British tennis ace Greg Rusedski this evening claimed that 47 of the sport's top male players had tested positive for the performance-enhancing drug nandrolone.
The British number two, who on Thursday voluntarily revealed he had tested positive for the banned steroid last year, claimed he had been "singled out" after prosecutions against the other 46 stars were dropped by the game's governing body, the ATP.
Rusedski, in a detailed statement, said the dramatic rise in positive nandrolone tests since 2002 represented "one of the biggest scandals to surface in world sport".
The Canadian-born player said the samples from the players, which demonstrated elevated levels of nandrolone, shared the same "unique analytical fingerprinting".
This, he argues, showed that the drug was coming from the same single source - believed to be products distributed by ATP trainers.
He added: "These 47 samples emanate solely from the 120 or so top players on the main ATP tour. Therefore, potentially, nearly half of the Tour could have demonstrated elevated levels of nandrolone. The only explanation the ATP has been able to find for this is they themselves caused it."
But two weeks after the ATP said it would not be pursuing prosecutions against the 46 players to have tested positive for the drug, Rusedski himself failed a sample provided after a tournament in Indianapolis on 23 July 2003.
Although he claims his sample showed the same unique fingerprinting as the 46 cleared players, the ATP has decided to go-ahead and prosecute the 30-year-old.
He said: "Instead of treating me in the same category as all the other players who have demonstrated elevated levels of nandrolone and common analytical fingerprinting, I appear to have been singled out for this special treatment. This is wrong, unfair and discriminatory."
Rusedski said he would fight his case to the "bitter end" and called on the ATP to name the other players to have failed nandrolone tests.
The defiant star, who on Thursday crashed out of the second round of the AAPT Championships in Adelaide in his comeback match, vowed to play in this weekend's adidas International in Sydney and the forthcoming Australian Open in Melbourne.
Rusedski, who faces an ATP hearing in his home town of Montreal on February 9, said he had no reason not to continue playing.

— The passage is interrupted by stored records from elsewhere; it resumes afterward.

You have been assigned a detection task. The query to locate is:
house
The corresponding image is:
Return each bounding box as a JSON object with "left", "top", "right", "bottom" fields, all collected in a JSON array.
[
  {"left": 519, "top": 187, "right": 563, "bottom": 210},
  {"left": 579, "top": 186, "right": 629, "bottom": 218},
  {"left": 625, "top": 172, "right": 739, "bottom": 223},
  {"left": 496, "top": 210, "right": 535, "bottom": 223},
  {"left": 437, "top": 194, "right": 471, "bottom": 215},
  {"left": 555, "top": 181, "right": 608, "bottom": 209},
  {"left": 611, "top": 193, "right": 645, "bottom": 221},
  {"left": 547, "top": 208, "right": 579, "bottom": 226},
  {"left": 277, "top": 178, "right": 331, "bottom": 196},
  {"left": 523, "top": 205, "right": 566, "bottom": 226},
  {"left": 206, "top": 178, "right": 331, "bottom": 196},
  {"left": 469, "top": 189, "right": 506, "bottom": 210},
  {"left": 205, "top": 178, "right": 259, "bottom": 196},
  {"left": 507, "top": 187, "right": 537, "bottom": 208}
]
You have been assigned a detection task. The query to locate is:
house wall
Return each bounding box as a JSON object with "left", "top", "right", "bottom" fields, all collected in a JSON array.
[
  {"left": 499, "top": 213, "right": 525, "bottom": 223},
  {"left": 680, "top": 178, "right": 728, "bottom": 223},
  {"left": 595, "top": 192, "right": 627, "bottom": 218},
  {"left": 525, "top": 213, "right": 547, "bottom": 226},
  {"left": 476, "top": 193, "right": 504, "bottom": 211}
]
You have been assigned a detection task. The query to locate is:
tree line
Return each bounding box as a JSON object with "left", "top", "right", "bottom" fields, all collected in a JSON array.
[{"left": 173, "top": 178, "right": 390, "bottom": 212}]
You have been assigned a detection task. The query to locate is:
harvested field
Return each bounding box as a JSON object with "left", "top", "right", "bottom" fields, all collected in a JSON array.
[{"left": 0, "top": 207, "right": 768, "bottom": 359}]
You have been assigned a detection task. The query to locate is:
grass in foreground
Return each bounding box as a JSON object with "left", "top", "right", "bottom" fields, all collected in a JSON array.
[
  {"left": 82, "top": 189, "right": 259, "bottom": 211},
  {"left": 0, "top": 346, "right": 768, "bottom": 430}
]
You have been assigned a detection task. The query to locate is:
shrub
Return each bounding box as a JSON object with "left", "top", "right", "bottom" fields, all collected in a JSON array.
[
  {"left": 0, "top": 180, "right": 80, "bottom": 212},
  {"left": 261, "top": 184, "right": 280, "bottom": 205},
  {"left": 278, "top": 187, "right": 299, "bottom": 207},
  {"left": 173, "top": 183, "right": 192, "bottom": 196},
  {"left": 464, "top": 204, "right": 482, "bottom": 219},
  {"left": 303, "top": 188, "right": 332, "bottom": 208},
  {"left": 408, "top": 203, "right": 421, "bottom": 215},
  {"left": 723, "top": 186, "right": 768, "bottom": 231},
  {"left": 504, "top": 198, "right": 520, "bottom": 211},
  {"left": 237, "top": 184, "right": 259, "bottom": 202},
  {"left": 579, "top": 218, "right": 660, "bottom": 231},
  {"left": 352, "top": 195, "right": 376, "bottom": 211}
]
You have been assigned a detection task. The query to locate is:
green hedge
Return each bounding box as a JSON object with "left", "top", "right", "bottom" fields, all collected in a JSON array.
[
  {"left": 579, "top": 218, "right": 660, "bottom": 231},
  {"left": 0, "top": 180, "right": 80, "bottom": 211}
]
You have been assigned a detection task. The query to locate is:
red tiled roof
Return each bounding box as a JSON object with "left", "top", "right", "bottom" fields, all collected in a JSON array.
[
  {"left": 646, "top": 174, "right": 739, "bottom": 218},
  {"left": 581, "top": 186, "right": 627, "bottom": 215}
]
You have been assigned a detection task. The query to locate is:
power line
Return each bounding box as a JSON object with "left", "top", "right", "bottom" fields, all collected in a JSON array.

Despite Rusedski's protestations of innocence, World Anti-Doping Agency chairman Dick Pound stood by his no-nonsense approach to nandrolone.
"There is no excuse. If you don't know what is in a supplement, then don't take it.
"You would think that anybody who has been paying the slightest attention would see that these things are always coming up."
Rusedski's former coach Pat Cash believes Rusedski could find himself "out of tennis for a year" if found guilty of taking the banned substance.
Former Wimbledon champion Cash warned that life would not be easy for the 30-year-old, who has struggled with injuries in the last 18 months, regardless of the outcome of the case.
"I am surprised but he is very, very dedicated and when you have a run of injuries it's very, very tempting to take something to help you along," Cash told BBC Radio Five Live.
Cash said he doubts that Rusedski did knowingly take the substance, claiming: "For me it seems a bit ridiculous he would do that, he has shot himself in the foot.
"He is a professional athlete, he should know better. We will have to wait and see what the circumstances are. Perhaps he has taken it accidentally.
"But unless there are extreme circumstances I think he will find himself out of tennis for a year."
Former Wimbledon junior quarter-finalist Chris Bailey, meanwhile questioned Rusedski's decision to continue playing while a drug ban hanged over him.
He said: "How can he concentrate on the job in hand? Will he be able to concentrate on tennis? I very much doubt that," said Bailey, who contemplated how Rusedski had failed a drugs test.
"There has been a link with a dietary supplements and dehydration which can produce a low level of nandrolone so he could claim he was not ingesting nandrolone and it was a chemical reaction in his body.
"He is going to have quite a job proving he was not taking the drugs." American tennis star James Blake and Spanish veteran Alex Corretja, Rusedski's colleagues on the ATP tour, announced their surprise at the news of the Briton's drug failure.
"I hope it is just a mistake and he's back on tour and he's OK - he adds something to the game he has that huge lefty serve and I hope he did not do anything on purpose," said Blake.
Corretja, playing in New Zealand, said he cannot see why Rusedski would turn to performance enhancing substances.
"I know Greg and I think it sounds really strange, because the way he plays I don't think he needs any supplements because he really plays an aggressive game," he said.
"I've got to give him the benefit of the doubt because I know him and I would be pretty surprised if the guy has taken something.
"It came as something of a bolt from the blue to the tour staff too."